Chapters 6 through 8 show why there is a paradox of affordability. The ACA makes health care more affordable for segments of the population, but in doing so it makes health care less affordable for the nation as a whole. The ACA will have the nation working fewer hours, and working those hours less productively, so that its nonhealth spending will be twice diminished: once to pay for more health care and a second time because the economy is smaller and less productive.
It’s one thing to estimate how much the ACA will eventually (say, within three or four years) depress employment rates, but it’s another thing to say how those effects will unfold from month to month. The dynamics depend on several additional and unknown (to me) factors, such as the rate at which employers and employees will learn about the new incentives they face and the rate at which they process updates to the rules made by regulators who are themselves updating their understanding of the law’s effects. Employees will form opinions as to the desirability of the new individual insurance plans, whose characteristics will change during the early years of the ACA. Chapter 9 therefore forms predictions for the labor market and the entire economy for a three- or four-year horizon following the beginning of the ACA’s exchange subsidies by adding my estimates of the impact of the ACA to estimates of other factors creating economic change. The chapter also discusses possible scenarios for marginal tax rates, especially changes to the ACA itself through legislation or possible announcements by the federal government as to its enforcement of ACA provisions.
The federal government and other advocates of the Affordable Care Act have dismissed concerns that the coming labor market contraction would be significant, or even noticeable, by pointing to Massachusetts’ recent experience with a reform also designed to expand insurance coverage. Chapter 10 looks at the Massachusetts experience and comes to some surprising conclusions.

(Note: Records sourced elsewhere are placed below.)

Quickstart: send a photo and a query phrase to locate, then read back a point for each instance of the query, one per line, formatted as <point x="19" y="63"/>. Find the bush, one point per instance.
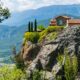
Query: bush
<point x="31" y="36"/>
<point x="42" y="35"/>
<point x="7" y="73"/>
<point x="70" y="67"/>
<point x="41" y="27"/>
<point x="54" y="28"/>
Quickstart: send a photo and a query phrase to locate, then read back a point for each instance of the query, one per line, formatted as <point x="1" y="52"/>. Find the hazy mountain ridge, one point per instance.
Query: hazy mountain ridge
<point x="12" y="30"/>
<point x="21" y="18"/>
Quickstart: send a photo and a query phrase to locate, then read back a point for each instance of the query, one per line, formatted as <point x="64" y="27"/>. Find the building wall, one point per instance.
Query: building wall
<point x="61" y="21"/>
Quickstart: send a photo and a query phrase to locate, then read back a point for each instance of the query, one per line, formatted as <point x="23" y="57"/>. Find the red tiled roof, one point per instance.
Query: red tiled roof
<point x="75" y="21"/>
<point x="66" y="17"/>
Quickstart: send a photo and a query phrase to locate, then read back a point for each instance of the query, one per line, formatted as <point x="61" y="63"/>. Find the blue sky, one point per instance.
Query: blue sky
<point x="21" y="5"/>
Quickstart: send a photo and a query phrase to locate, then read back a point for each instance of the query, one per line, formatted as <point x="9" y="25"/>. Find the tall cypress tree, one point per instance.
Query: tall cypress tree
<point x="35" y="25"/>
<point x="29" y="26"/>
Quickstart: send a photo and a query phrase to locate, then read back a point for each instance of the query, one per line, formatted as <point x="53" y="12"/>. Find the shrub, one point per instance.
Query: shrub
<point x="70" y="67"/>
<point x="41" y="27"/>
<point x="54" y="28"/>
<point x="31" y="36"/>
<point x="7" y="73"/>
<point x="42" y="35"/>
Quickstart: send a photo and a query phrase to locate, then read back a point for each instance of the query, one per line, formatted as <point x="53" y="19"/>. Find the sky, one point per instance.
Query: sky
<point x="21" y="5"/>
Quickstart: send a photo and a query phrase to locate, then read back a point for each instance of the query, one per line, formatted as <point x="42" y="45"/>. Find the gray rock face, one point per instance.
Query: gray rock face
<point x="69" y="38"/>
<point x="46" y="57"/>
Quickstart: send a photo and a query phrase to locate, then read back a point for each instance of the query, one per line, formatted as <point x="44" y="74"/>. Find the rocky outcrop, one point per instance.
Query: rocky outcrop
<point x="44" y="57"/>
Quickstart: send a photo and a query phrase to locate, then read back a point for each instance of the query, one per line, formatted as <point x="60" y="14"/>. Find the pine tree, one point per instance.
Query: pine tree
<point x="31" y="27"/>
<point x="35" y="25"/>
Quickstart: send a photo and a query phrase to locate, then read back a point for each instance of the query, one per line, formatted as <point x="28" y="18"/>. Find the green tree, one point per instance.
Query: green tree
<point x="31" y="28"/>
<point x="35" y="25"/>
<point x="4" y="13"/>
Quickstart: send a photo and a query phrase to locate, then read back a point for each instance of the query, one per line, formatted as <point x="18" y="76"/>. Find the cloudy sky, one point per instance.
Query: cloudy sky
<point x="21" y="5"/>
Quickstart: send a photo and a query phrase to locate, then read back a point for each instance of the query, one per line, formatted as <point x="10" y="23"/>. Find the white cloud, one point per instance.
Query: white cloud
<point x="20" y="5"/>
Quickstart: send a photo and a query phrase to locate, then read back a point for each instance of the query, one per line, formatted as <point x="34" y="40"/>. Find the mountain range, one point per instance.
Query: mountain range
<point x="12" y="29"/>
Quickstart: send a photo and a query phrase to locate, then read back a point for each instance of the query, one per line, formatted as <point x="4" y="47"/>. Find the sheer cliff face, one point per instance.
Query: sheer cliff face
<point x="41" y="57"/>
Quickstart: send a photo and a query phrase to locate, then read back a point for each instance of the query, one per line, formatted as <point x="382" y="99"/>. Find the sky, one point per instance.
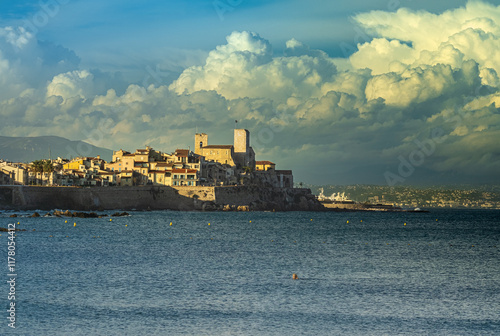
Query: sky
<point x="375" y="92"/>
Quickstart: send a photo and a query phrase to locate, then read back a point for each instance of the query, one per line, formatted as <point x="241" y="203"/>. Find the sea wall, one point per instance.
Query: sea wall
<point x="156" y="198"/>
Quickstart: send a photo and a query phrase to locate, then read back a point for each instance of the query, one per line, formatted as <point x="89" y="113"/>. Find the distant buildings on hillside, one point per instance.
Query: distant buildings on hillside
<point x="208" y="165"/>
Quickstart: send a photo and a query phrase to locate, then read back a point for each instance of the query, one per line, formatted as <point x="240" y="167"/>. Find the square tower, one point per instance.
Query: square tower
<point x="241" y="140"/>
<point x="200" y="140"/>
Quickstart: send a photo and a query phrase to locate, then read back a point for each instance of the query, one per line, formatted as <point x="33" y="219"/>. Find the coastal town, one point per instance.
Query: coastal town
<point x="207" y="165"/>
<point x="441" y="197"/>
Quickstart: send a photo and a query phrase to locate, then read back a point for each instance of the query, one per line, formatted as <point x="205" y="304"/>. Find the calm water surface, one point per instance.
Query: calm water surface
<point x="359" y="274"/>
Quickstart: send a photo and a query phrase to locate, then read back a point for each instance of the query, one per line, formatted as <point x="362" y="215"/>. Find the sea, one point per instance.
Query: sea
<point x="230" y="273"/>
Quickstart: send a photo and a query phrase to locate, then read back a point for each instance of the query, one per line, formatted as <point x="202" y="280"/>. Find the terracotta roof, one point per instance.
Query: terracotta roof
<point x="219" y="146"/>
<point x="264" y="163"/>
<point x="284" y="172"/>
<point x="182" y="152"/>
<point x="184" y="171"/>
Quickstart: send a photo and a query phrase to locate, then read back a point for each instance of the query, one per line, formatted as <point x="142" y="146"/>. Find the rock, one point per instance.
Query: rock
<point x="7" y="230"/>
<point x="85" y="215"/>
<point x="227" y="207"/>
<point x="209" y="206"/>
<point x="120" y="214"/>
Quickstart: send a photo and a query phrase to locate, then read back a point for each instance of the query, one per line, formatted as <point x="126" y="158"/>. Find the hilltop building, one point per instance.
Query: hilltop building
<point x="238" y="155"/>
<point x="208" y="165"/>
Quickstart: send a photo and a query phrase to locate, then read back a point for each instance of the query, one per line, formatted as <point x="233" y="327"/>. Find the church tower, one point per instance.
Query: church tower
<point x="200" y="140"/>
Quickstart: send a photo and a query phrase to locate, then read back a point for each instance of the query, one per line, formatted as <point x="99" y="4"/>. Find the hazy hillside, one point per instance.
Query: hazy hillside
<point x="27" y="149"/>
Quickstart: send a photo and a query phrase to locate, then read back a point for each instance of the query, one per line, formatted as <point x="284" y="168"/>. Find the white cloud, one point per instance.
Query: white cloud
<point x="71" y="84"/>
<point x="422" y="72"/>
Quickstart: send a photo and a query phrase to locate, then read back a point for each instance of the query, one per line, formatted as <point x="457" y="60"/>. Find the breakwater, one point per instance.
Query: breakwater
<point x="234" y="198"/>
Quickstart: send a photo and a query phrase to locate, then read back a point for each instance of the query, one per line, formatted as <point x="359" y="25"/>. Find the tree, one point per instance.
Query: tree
<point x="37" y="167"/>
<point x="42" y="166"/>
<point x="48" y="167"/>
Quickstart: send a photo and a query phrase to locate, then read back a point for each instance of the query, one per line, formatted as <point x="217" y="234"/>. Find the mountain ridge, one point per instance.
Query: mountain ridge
<point x="28" y="149"/>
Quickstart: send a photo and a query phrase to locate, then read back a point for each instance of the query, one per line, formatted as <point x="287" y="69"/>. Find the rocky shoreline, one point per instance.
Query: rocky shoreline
<point x="230" y="198"/>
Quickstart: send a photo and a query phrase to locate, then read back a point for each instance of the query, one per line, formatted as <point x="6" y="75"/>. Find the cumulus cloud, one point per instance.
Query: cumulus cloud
<point x="420" y="73"/>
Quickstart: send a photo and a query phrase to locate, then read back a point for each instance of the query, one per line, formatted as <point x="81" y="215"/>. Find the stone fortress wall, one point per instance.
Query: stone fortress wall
<point x="241" y="198"/>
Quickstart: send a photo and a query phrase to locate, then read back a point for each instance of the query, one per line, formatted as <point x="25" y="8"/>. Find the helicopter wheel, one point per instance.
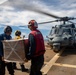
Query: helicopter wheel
<point x="56" y="49"/>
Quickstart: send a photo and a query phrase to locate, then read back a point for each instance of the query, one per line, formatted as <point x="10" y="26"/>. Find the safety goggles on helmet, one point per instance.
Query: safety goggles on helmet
<point x="33" y="23"/>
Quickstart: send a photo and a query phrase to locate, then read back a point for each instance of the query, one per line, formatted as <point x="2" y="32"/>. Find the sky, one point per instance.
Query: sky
<point x="17" y="14"/>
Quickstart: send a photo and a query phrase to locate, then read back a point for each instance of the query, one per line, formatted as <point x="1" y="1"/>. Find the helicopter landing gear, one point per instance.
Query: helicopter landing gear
<point x="56" y="48"/>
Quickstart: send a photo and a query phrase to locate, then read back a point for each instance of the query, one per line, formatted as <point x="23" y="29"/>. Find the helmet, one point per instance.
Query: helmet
<point x="33" y="23"/>
<point x="7" y="29"/>
<point x="17" y="33"/>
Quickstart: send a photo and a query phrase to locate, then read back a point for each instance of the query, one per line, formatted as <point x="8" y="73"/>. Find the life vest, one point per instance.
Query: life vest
<point x="17" y="37"/>
<point x="40" y="47"/>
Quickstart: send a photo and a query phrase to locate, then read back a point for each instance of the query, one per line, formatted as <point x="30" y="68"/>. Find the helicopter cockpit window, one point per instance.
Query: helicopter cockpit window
<point x="54" y="31"/>
<point x="68" y="31"/>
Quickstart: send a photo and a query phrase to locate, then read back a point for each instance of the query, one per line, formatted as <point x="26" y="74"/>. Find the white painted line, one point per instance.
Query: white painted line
<point x="65" y="65"/>
<point x="48" y="65"/>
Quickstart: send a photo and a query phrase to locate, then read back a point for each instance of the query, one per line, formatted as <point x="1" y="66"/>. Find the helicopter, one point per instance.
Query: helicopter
<point x="62" y="35"/>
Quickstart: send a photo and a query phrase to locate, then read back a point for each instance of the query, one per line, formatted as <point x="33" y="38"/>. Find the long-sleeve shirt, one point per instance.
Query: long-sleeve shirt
<point x="3" y="37"/>
<point x="32" y="46"/>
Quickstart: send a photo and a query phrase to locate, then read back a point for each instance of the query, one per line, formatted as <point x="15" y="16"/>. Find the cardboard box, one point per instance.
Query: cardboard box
<point x="15" y="50"/>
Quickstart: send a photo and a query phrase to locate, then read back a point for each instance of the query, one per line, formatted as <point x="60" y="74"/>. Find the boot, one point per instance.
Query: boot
<point x="23" y="69"/>
<point x="14" y="66"/>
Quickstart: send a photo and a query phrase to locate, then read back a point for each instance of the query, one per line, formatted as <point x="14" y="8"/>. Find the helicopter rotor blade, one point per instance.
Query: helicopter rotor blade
<point x="48" y="22"/>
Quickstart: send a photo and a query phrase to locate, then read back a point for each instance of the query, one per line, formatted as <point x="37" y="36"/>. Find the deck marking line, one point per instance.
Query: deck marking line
<point x="65" y="65"/>
<point x="48" y="65"/>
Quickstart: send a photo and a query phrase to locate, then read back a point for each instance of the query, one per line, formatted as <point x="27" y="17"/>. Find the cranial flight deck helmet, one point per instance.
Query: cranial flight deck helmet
<point x="7" y="29"/>
<point x="33" y="23"/>
<point x="17" y="33"/>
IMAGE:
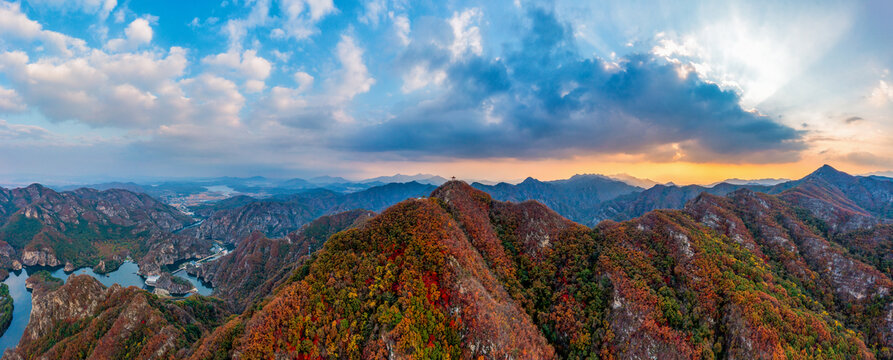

Chapter 11 summarizes the main tax findings, impact estimates, and economic projections. It also suggests areas for future research, perhaps the foremost of which would be to quantify the ACA’s incentives for human capital accumulation, including schooling, job training, health capital, and occupational choice. The end of the book also presents a list of the acronyms.
Keynes (1919, p. 23) writes that “although the school of thought from which [the Treaty] springs is aware of the economic factor, it overlooks, nevertheless, the deeper economic tendencies which are to govern the future.” Keynes was also expecting larger economic effects from French Prime Minister Clemenceau’s Treaty than I am expecting from the ACA, championed by U.S. Senator Kennedy, President Obama, and their followers.